A Roman Europe of Hope
A Roman Europe of Hope
Reading Derrida with Brague
This chapter examines the relationship between two different and yet interrelated interpretations of Europe: Remi Brague and Jacques Derrida’s. After briefly outlining the manner in which the two thinkers have interpreted ‘how Europe is’, I ask whether Brague’s characterization of Europe as Romanity – as a perpetual transmission of that which is foreign to itself – can help us understand Derrida’s assertion in the The Other Heading that, ‘what is proper to a culture is to not be identical to itself’. A key concept I take into account while tackling this question is ‘autoimmunity’ as conceptualised by Derrida in his essay ‘Faith and Knowledge’ and in his book, Rogues.
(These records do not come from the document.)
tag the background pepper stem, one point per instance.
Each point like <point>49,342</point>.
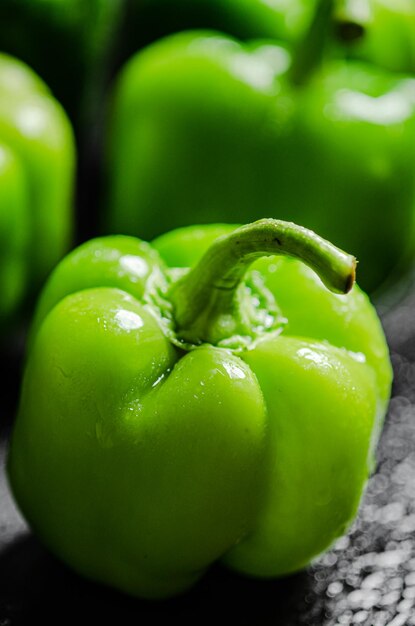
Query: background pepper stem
<point>208,292</point>
<point>311,48</point>
<point>351,18</point>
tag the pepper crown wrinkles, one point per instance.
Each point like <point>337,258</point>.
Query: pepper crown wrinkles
<point>207,302</point>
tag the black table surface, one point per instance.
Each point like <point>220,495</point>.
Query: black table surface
<point>368,577</point>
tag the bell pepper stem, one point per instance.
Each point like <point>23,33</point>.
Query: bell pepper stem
<point>310,50</point>
<point>209,291</point>
<point>351,18</point>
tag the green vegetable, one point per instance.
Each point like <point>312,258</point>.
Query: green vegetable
<point>69,43</point>
<point>37,158</point>
<point>384,31</point>
<point>203,128</point>
<point>170,416</point>
<point>149,20</point>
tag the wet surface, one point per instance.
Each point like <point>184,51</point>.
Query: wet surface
<point>367,578</point>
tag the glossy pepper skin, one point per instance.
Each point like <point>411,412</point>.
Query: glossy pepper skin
<point>220,130</point>
<point>37,162</point>
<point>171,417</point>
<point>149,20</point>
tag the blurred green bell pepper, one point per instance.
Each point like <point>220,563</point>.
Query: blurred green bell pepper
<point>387,31</point>
<point>202,128</point>
<point>149,20</point>
<point>69,43</point>
<point>171,416</point>
<point>37,161</point>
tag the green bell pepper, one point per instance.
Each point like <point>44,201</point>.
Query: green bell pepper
<point>387,31</point>
<point>37,160</point>
<point>69,43</point>
<point>149,20</point>
<point>203,128</point>
<point>171,416</point>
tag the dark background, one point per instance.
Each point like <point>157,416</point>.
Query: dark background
<point>367,578</point>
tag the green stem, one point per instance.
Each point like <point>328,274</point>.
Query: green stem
<point>351,18</point>
<point>206,306</point>
<point>311,48</point>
If by autoimmunity we understand the way in which the “I” is in need of the “Other” to be, or in other words, the way in which life cannot sustain itself without non-life and identity cannot do without difference, in short, if by autoimmunity we understand the ontological condition in which beings such as ourselves exist, then we must come to terms with (and in fact, in a Nietzschean sense, affirm and rejoice in) the autoimmune character of all communities, including Europe. Following Derrida’s assertion that autoimmunity is neither a threat nor a opportunity but the zone in which the threat posed by it is the very opportunity itself, I ask whether Romanity can be interpreted as an enactment of this autoimmunity, or put differently, whether it can be seen as autoimmunity at work in and through Europe. I argue that such investigation will help us to re-imagine Europe along the lines suggested by Derrida, as that which is always already different from, and yet responsible towards itself. In the final section of the chapter I examine what the implications of such a re-imagination are for crisis-stricken Europe.